ABC replica stopping at Colorado

Heidi Jolivette

A replica of the first electronic digital computer, the Atanasoff-Berry Computer (ABC), which was built at Iowa State, is currently on display at the University of Colorado at Boulder.

The original was created at Iowa State by John Atanasoff and Clifford Berry during 1939-42.

“We think students will be interested in the history of it and how it was built,” said Carol Rowe, director of communications for the College of Engineering and Applied Sciences at CU-Boulder.

The replica, formally unveiled on Oct. 8, 1997, at the National Press Club in Washington, D.C., has been touring the state of Iowa for the past year. Boulder is the first stop on a three-site national tour. It will also travel to Long Beach, Calif., and San Jose, Calif.

CU-Boulder will have the computer on display for students and the public until Jan. 27. The university will also host a symposium Jan. 25, featuring John Atanasoff II.

Rowe said bringing the ABC to CU-Boulder was a suggestion from people in the Boulder community.

“A local businessman wanted to bring it here, and we were happy to go along with it,” she said.

The original ABC was never patented and eventually was dismantled for experiment parts, said Charles Derra, communication specialist for ISU University Relations.

“The original was built here on campus, and nobody understood the importance of what Atanasoff had done,” he said.

Derra said the replica was built to show how the ABC actually worked.

“The reason it was built was to prove that Atanasoff had built a working computer, and he did it here,” he said. “It was quite a scavenger hunt because they had to find parts for it from that time period.”

Gary Sleege, one of the principal electronics designers of the replica, said the only part left of the original ABC was the memory drum, which is now at the Smithsonian Institute in Washington, D.C.
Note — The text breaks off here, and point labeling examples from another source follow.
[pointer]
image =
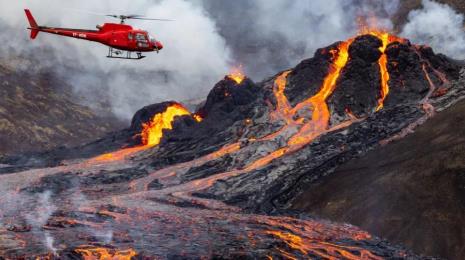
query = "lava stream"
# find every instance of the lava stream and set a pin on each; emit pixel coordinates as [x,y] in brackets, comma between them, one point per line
[151,135]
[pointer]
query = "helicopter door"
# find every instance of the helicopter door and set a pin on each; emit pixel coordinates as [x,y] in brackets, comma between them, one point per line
[142,41]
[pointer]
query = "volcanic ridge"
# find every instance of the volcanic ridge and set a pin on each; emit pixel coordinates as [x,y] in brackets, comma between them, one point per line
[219,183]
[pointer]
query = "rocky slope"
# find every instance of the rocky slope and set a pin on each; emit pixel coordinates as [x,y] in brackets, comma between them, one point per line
[411,191]
[220,182]
[38,112]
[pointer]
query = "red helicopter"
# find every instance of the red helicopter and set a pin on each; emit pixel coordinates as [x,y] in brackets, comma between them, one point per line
[119,37]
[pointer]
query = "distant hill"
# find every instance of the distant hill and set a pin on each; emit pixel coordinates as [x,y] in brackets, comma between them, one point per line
[39,112]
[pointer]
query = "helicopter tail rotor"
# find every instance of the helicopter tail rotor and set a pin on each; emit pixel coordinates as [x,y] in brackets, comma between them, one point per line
[35,29]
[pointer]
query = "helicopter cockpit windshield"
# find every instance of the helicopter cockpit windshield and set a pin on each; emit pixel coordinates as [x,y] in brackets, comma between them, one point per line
[152,39]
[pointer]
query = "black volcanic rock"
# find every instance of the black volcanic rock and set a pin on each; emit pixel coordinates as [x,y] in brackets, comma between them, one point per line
[229,100]
[359,85]
[307,77]
[192,194]
[147,113]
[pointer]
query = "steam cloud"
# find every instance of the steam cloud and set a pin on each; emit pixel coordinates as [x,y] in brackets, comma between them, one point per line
[438,26]
[208,37]
[194,58]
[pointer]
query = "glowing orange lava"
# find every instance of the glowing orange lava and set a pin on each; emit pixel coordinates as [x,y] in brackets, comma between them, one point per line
[152,131]
[151,134]
[386,39]
[321,114]
[105,254]
[237,75]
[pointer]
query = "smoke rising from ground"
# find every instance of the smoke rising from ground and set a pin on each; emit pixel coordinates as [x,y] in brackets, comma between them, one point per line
[438,26]
[208,37]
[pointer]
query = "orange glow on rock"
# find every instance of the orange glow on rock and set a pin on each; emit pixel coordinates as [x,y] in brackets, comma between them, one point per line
[370,26]
[105,254]
[237,75]
[152,131]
Most of the replica design was done by looking at what few pictures were taken of the original ABC and interpreting photocopied documents belonging to Atanasoff.

“You know the saying, ‘A picture’s worth a thousand words?’ Well, we had to go by Berry’s words for most of the circuits, so you can imagine what we first came up with,” Sleege said.

Sleege said some things amazed him while building the replica. For example, the original part numbers for the vacuum tubes are still used today.

Also, the ABC had the ability to convert decimal numbers to binary numbers to do calculations and then give the answer in decimals, similar to modern computers.

Unlike computers today, the original ABC weighed 750 pounds and had unique features, including rotating drums for data storage and vacuum tubes that flickered.

“When you have a computer that looks like the first one, a lot of people notice,” Sleege said. “People take note of nostalgia.”

Atanasoff was a professor of physics and mathematics at Iowa State, and Berry was his graduate student.

All construction of the ABC replica was completed by a team of scientists, technicians and students at the Ames Laboratory, a U.S. Department of Energy facility at Iowa State.